Lo scambio città museo è, in primo luogo, una peculiarità italiana. Dimostra che la storia dell’arte del nostro Paese non è data solo da grandi opere e grandi nomi, che le opere si arricchiscono stando vicine l’una all’altra mischiandosi non solo cronologicamente ma anche sentimentalmente. Ora un museo non deve sembrare un magazzino confuso, ma mi sembra che nell’attuale disposizione l’armonia cercata non sarebbe turbata da qualche opera in più e da qualche imprevisto accostamento che avrei rischiato se non altro perché i “fuoriclasse” hanno sempre bisogno di ricordare che non conta solo l’io ma il noi (nel calcio i numeri 10 sarebbero niente senza numeri 8 che corrano per loro).

Per cui mi sembra uno spreco non consentire ai futuri visitatori di vedere la Madonna di Meo da Siena, l’opera più bella di quel professionista della pittura.

E se questa Madonna incanta la Pietà del Boccati strazia con quel corpo di Gesù in grembo alla Madre che pare ancora preda degli spasmi della morte, la Madonna che strabuzza gli occhi dal dolore, la disperazione degli altri partecipanti a quella compassione.
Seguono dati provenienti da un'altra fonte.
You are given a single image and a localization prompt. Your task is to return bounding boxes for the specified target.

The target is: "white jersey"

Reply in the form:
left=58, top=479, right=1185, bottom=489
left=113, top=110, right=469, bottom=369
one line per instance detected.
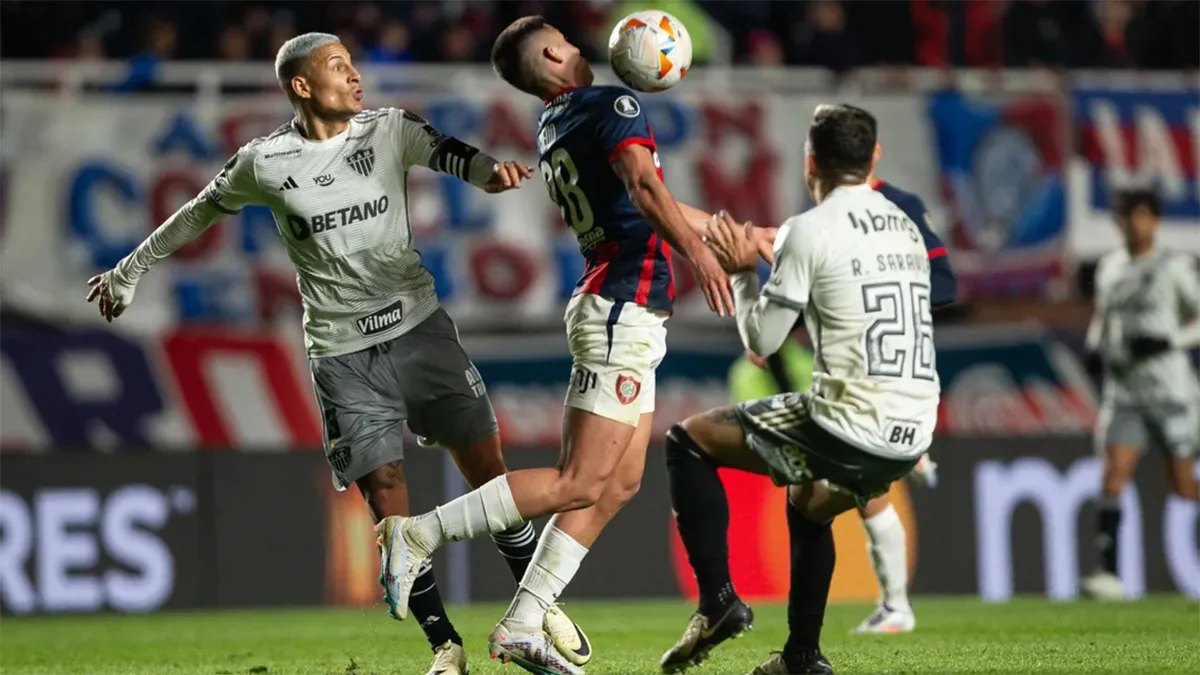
left=762, top=185, right=941, bottom=459
left=116, top=108, right=494, bottom=357
left=1087, top=249, right=1200, bottom=404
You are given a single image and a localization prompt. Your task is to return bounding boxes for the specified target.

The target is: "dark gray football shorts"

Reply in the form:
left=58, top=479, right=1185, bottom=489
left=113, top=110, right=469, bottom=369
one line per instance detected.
left=1096, top=401, right=1200, bottom=459
left=733, top=393, right=919, bottom=507
left=310, top=307, right=499, bottom=489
È un gonfalone consunto dalle processioni, dalle suppliche, dalle mani che l’hanno toccato, tragico capolavoro consumato dalla fede e dal tempo che non può stare in un deposito a disposizione degli esperti ma va visto per ricordare la caducità dell’arte, quello che succedeva nei vicoli e strade di Perugia che si vedono dalle finestre, rompere quel senso di impeccabilità che la Galleria dà. 

Sacrificato è Agostino di Duccio presente solo con la sua pierfrancescana Madonna col Bambino solitaria e persa nella loggia.

Mi hanno detto che ne aggiungeranno un altro spero sia così e facciano qualcosa di più: chi più di lui con le sue opere nei dipinti del Bonfigli, quelle sparse in città e nel museo rappresenta al meglio lo scambio città museo ricercato?

Non ho visto la Flagellazione bronzea di Francesco di Giorgio Martini con uno stiacciato di città ideale che fa pensare al suo artefice come possibile autore di una delle tre Città ideali. Ha lo strano destino d’essere più facilmente vista in giro per mostre pierfrancescane urbinati che a Perugia al punto che mi sono chiesto, e spero sia così, se l’assenza non fosse momentanea a causa delle celebrazioni montefeltresche.

Per finire la cinquecentesca “cassaforte del Comune”. È un capolavoro? No. Ma l’hanno utilizzata gli impiegati del Comune fino a meno di un secolo fa quando è andata in pensione in Pinacoteca. Rimetterla dove stava sarebbe un riconoscimento per il lungo lavoro svolto al servizio della città e verso il Comune stesso la cui Pinacoteca civica è diventata la Galleria nazionale dell’Umbria, l’unica in un Palazzo Comunale.

Poi c’è il piano sottostante, come al solito ho pensato che fosse metafora della decadenza di una città, meglio di quello che hanno fatto penso fosse difficile fare, dispiace per il Pintoricchio la cui notevole Pala di Santa Maria dei Fossi meriterebbe di salire al piano superiore.